ABSTRACT OBJECTIVE: To perform a systematic review of the literature on the neuroimaging investigation of frontotemporal dementia (FTD) and amyotrophic lateral sclerosis (ALS) associated with C9ORF72 mutation. METHODS: The search was performed on PubMed and LILACS with the following terms:C9ORF72, MRI, SPECT, PET, ALS, FTD. No filters were added. RESULTS Twenty articles were selected.

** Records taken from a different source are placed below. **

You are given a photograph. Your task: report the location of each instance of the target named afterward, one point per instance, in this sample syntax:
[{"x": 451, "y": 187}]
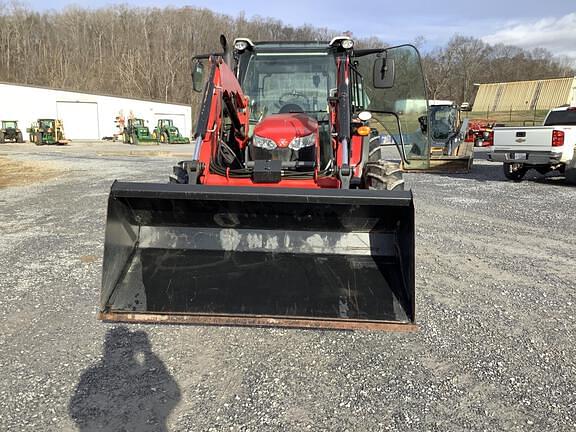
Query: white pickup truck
[{"x": 543, "y": 148}]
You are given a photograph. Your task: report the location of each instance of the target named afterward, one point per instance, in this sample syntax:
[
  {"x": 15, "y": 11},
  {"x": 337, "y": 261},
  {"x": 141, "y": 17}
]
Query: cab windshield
[
  {"x": 289, "y": 83},
  {"x": 442, "y": 121}
]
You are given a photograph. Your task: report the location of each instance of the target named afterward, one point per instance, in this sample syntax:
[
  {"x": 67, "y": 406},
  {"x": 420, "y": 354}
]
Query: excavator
[{"x": 286, "y": 214}]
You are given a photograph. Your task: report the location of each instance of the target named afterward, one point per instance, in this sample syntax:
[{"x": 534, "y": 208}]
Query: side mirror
[
  {"x": 197, "y": 76},
  {"x": 423, "y": 120},
  {"x": 384, "y": 72}
]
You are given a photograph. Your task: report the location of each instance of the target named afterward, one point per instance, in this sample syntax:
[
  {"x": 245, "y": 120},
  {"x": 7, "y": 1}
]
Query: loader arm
[{"x": 258, "y": 229}]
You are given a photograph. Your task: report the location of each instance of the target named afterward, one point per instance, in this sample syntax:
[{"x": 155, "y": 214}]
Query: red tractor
[
  {"x": 286, "y": 214},
  {"x": 480, "y": 132}
]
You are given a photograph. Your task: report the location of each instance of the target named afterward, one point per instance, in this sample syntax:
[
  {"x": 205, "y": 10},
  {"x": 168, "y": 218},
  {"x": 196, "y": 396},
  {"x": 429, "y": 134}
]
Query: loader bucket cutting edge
[{"x": 341, "y": 259}]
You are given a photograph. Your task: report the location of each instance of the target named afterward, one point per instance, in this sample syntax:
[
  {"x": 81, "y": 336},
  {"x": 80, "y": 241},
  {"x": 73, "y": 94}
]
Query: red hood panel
[{"x": 283, "y": 128}]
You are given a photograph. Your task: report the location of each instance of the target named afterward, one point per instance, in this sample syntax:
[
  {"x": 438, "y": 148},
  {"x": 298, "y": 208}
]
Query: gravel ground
[{"x": 495, "y": 303}]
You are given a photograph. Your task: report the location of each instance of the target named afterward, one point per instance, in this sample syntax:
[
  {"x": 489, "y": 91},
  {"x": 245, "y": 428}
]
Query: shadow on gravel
[{"x": 128, "y": 390}]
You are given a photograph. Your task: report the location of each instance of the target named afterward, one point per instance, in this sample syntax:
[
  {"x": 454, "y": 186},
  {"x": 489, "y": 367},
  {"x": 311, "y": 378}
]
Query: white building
[{"x": 86, "y": 116}]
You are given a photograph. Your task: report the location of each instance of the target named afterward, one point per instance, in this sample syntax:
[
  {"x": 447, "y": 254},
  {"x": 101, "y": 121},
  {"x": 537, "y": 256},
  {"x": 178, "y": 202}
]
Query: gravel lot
[{"x": 496, "y": 279}]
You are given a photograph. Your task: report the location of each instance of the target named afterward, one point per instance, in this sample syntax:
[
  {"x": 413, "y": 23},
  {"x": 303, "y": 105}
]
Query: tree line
[{"x": 146, "y": 52}]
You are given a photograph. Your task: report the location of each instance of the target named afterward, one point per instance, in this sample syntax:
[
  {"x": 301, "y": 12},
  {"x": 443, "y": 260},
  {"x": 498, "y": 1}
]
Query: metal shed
[{"x": 526, "y": 95}]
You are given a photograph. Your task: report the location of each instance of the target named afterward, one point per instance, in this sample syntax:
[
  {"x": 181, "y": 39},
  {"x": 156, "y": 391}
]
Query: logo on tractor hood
[{"x": 283, "y": 128}]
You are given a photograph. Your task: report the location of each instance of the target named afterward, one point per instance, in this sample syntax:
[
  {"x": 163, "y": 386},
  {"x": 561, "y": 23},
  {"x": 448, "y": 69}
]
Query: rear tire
[
  {"x": 180, "y": 175},
  {"x": 383, "y": 175},
  {"x": 514, "y": 171}
]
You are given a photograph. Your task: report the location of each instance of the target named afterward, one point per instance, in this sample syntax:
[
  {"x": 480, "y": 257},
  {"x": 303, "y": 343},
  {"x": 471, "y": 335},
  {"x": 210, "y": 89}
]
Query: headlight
[
  {"x": 263, "y": 143},
  {"x": 301, "y": 142}
]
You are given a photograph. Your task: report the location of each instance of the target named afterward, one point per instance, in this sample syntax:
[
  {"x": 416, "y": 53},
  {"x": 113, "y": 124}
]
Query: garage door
[
  {"x": 80, "y": 119},
  {"x": 178, "y": 119}
]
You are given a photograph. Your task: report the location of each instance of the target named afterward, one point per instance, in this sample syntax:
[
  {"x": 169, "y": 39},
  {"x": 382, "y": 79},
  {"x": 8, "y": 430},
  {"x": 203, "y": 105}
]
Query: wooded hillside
[{"x": 146, "y": 52}]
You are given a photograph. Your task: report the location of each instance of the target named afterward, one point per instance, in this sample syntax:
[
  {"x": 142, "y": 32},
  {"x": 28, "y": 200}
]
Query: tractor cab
[
  {"x": 47, "y": 131},
  {"x": 46, "y": 124},
  {"x": 166, "y": 132},
  {"x": 9, "y": 124},
  {"x": 10, "y": 132}
]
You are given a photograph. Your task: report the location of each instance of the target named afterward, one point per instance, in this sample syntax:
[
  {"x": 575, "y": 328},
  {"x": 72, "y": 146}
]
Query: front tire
[
  {"x": 514, "y": 171},
  {"x": 570, "y": 171}
]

Most studies found consistent involvement of frontotemporal regions in C9ORF72 carriers, including prefrontal cortex, and also cingulate, subcortical regions, especially the thalami, and posterior regions such as the parietal and occipital lobes. Functional connectivity was also explored and impaired sensorimotor connectivity in striatum and thalami was found in behavioral variant FTDC9ORF72 carriers. Some papers have reported an absence of significant abnormalities on brain imaging. CONCLUSION The inclusion of patients at different stages of the disease, differences in neuroimaging methods across studies, and distinct clinical phenotypes associated with C9ORF72 may account for the heterogeneity of results.

摘要 研究目的：针对携带C9ORF72突变的额颞叶痴呆（frontotemporal dementia, FTD）与肌萎缩侧索硬化（amyotrophic lateral sclerosis, ALS）的神经影像学相关研究文献开展系统综述。 研究方法：在PubMed及LILACS数据库中进行文献检索，检索词设置为C9ORF72、MRI、SPECT、PET、ALS、FTD，未添加任何筛选条件。 研究结果：最终纳入20篇相关文献。多数研究发现，C9ORF72突变携带者的额颞叶区域存在一致性受累，涵盖前额叶皮层、扣带回及皮层下区域（尤以丘脑最为显著），同时累及顶叶、枕叶等后部脑区。另有研究对功能连接进行了探索，结果显示携带C9ORF72突变的行为变异型FTD患者存在纹状体与丘脑的感觉运动连接受损。部分研究则报告脑部影像学未出现显著异常。 研究结论：纳入患者的疾病分期存在差异、不同研究间所采用的神经影像学方法各不相同，以及C9ORF72突变相关的临床表型存在区别，上述因素或可解释研究结果的异质性。